Under the program’s terms, after 36 months, the buyer has the right – but not the obligation – to sell back the Model S to Tesla for the same residual value percentage “as the iconic Mercedes S Class.”
Daimler is also a Tesla partner and investor, and Musk emphasized Tesla wants to eliminate any uncertainty among consumers in the prospect of buying a Model S.
The program is limited at this point to U.S. sales and is not to be confused with a lease. It is essentially a financing agreement in which the customer at 36 months can keep on paying for the five-and-a half year term, or not.
If the consumer wants out at 36 months, Musk said the buyer can “put” the car back to Tesla at a guaranteed number, or better.
“We will pay market rate,” Musk said, accounting for his belief that the Model S will be worth more than 43 percent in 36 months.
A buyer also has the right to privately sell or trade the car at any time, and pay off the principle and get out of the deal.
If a buyer wishes to keep the car for the whole term, the buyer need do nothing but keep paying on the car.
Since Tesla is an innovative company with new products pending, and promises more development on its evolving technology, the program is also there as a convenient exit clause to assure buyers they will not be stuck with an undervalued EV.
Musk said he was accounting also for concerns that exist that Tesla Motors could fail, although indicators are not suggesting that this is likely.
He said most opinion makers who have postulated Tesla could go belly up do so not looking at the fundamentals, but base conjecture around facts including that no American automotive start up since Chrysler has survived.
Musk said he thinks Tesla has “a bright future,” and anyone who does due diligence and comes and sees the operation first hand goes away more convinced.
By reducing the financial barrier to entry, and wrapping it with assurances, Musk said Tesla expects a broader customer base to find the Model S affordable.

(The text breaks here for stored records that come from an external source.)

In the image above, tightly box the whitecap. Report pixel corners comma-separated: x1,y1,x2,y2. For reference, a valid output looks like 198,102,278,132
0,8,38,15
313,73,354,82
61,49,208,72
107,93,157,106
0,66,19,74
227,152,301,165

He said he expects “at least half or maybe more” to go for the new program.
The program is not available to current reservation holders, however, and Musk said it is on a “go-forward basis” for new buyers.
The company already “doesn’t have a demand problem,” he said, referring to Tesla’s long waiting list of Model S customers. But he reiterated he wished to open up the potential for more people to get the car than under previous limits of either paying cash or buying with a conventional loan.
As mentioned above, Tesla has a “true cost of cost ownership” calculator on its Web site, and Musk said it should help people figure whether financing the car will work for them. Naturally also, further details are available from Tesla.